Alongside the three main characters we are treated to a solid supporting cast. Clancy Brown does a terrific job playing Connor's partner Lt. Hank Anderson. He comes off as the typical old cop who's "seen some things," but Brown brings Hank to life and gives him true personality. Carl, voiced by Lance Henriksen, shows a beautiful sense of humanity during his interactions with Markus. Minka Kelly's North exudes a fierce confidence propelling her front and center during the revolution. Interacting with these characters feels real due to the magnificent performances. Sure, the open decision making is what sets the game apart from others but you need to care about the choices you're making. As mentioned earlier the themes aren't anything new, but what is unique about Detroit are the performances delivered by the talented cast.

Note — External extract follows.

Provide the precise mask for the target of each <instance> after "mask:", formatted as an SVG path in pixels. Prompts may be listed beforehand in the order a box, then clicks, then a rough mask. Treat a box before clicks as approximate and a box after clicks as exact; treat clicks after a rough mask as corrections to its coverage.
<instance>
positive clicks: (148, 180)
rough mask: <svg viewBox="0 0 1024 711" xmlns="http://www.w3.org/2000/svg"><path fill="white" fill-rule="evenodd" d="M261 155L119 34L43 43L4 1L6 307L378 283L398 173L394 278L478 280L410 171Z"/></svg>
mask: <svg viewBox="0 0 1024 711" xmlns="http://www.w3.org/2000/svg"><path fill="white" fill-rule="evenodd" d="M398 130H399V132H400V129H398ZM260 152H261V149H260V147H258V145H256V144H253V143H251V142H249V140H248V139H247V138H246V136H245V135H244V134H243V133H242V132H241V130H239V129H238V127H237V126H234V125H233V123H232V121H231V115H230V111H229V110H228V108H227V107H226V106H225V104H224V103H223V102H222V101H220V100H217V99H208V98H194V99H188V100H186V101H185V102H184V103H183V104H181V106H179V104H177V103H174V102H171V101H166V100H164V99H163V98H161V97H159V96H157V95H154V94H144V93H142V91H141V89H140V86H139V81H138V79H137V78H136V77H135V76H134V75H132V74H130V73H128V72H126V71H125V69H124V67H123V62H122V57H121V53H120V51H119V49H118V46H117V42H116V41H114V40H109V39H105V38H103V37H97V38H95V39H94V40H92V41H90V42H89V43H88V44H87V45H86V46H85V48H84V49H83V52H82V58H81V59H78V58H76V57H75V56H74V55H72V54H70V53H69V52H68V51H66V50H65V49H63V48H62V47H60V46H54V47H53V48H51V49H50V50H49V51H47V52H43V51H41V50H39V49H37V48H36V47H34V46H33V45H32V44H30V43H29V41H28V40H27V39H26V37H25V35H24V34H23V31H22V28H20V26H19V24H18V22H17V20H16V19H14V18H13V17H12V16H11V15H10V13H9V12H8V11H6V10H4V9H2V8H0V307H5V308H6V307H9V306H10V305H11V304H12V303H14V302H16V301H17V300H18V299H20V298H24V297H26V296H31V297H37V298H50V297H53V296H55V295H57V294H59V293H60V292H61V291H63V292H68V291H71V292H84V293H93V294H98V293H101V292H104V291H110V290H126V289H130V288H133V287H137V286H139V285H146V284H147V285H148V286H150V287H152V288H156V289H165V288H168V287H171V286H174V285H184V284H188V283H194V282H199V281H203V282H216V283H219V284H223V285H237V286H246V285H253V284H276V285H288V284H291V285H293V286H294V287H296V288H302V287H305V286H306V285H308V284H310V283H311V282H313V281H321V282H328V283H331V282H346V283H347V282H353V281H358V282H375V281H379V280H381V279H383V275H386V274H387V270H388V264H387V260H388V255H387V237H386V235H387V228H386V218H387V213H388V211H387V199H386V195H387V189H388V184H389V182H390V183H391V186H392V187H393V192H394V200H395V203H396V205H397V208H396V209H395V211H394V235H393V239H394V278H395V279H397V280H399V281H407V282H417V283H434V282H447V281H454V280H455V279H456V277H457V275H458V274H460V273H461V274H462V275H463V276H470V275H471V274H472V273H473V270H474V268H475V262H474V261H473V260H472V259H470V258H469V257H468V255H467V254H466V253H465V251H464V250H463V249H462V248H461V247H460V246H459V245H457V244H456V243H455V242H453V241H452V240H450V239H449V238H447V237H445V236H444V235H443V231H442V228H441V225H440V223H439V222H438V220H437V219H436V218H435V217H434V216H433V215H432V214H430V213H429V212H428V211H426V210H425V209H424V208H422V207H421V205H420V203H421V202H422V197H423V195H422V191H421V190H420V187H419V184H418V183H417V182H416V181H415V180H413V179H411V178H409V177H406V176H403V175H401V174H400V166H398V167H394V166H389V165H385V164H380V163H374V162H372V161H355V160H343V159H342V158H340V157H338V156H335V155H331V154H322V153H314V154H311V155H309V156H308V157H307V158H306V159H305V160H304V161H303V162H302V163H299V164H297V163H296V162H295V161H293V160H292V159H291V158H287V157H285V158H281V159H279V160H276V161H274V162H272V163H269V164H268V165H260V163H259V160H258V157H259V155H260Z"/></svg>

Rounding out the experience are the stunning visuals and smooth gameplay. This is truly the most polished installment in the Quantic Dream lineup. They have successfully combined consequential decision making along with a gorgeous, smooth experience. The necessity to physically move the controller is still a nuisance, and really doesn't add anything to the gameplay, but that's the only gripe with the controls. Playing in 4K on PS4 Pro was a beautiful experience. There is such an attention to detail that every pore and hair is visible. For the first time I feel appreciative of a rainy moment after seeing each rain drop leave an impression on the street as well as the clothes of characters. I only noticed a couple drops in frame rate and they seemed to happen at the same place on each play through. My hope had always been that Quantic Dream would take what worked in both of their previous installments to make a visually captivating experience with fluid gameplay. I'm happy to say they successfully met this expectation.
Detroit: Become Human certainly won't appeal to everyone. If you're looking for open worlds filled with rank up systems, side quests, or complex but satisfying gameplay mechanics you won't enjoy this experience. However if you're looking for a fun, interactive narrative that's loaded with replay value, you'll want to get your hands on a copy. Over the course of a few days I've played through various chapters a handful of times and have experienced about three different endings. With all that time spent I'm still looking forward to going back to see what other outcomes are available.
So tell me: Are you joining the revolution?